Он попытался метнуть испепеляющий взор, кончики его усов полезли вверх.
— Здесь только один хозяин, и это — я. Лишь перед богом и собственной совестью обязан я держать ответ{87}. Всегда буду вам отцом и благодетелем. Но помните: любые бунтарские поползновения разобьются о мою несгибаемую волю. Если обнаружится, что кто-либо из вас снюхался…
Он вперил взгляд в чернобородого механика, придавшею своему лицу загадочное выражение.
— …с социал-демократами, я немедленно вышвырну его вон. В моих глазах всякий социал-демократ — это враг моего предприятия, враг фатерланда…{88} Вот так. А теперь беритесь за работу и как следует поразмыслите над тем, что я сказал.
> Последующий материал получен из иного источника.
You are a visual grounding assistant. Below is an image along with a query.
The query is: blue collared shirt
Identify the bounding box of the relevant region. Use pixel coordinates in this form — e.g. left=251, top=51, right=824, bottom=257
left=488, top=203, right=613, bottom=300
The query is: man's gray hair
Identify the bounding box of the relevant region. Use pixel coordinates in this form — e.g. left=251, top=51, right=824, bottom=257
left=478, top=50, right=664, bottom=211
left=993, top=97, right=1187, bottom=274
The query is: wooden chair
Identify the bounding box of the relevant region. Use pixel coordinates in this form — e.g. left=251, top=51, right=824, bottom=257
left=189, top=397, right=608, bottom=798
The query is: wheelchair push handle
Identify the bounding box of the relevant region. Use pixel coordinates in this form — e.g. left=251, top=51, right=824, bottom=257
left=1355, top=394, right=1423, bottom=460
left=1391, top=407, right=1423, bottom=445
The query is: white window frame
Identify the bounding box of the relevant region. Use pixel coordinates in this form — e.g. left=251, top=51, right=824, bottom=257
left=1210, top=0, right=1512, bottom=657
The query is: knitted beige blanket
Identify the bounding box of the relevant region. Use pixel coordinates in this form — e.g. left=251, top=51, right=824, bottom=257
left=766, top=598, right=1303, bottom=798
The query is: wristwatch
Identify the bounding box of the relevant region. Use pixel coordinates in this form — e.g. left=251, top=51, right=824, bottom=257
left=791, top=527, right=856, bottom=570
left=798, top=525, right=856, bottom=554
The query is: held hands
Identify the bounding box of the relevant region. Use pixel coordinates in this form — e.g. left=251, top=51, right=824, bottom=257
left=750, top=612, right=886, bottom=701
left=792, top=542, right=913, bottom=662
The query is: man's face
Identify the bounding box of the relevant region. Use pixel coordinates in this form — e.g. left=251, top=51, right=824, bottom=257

Он круто повернулся и, громко сопя, вышел из цеха. Опьяненный собственными звучными фразами, он не узнавал ни одного лица. Мать и сестры двинулись следом, подавленные и почтительные, рабочие же, прежде чем приняться за пиво, выставленное хозяевами по случаю столь торжественного дня, долго еще молча переглядывались.
Дома Дидерих изложил матери и сестрам свои планы. Фабрику, сказал он, необходимо расширить, и для этого он намерен приобрести соседний дом. Надо подмять под себя конкурентов. Завоевать место под солнцем! Старик Клюзинг, как видно, возомнил, что он со своей гаузенфельдской бумажной фабрикой так и будет до скончания веков один царить в бумажной промышленности…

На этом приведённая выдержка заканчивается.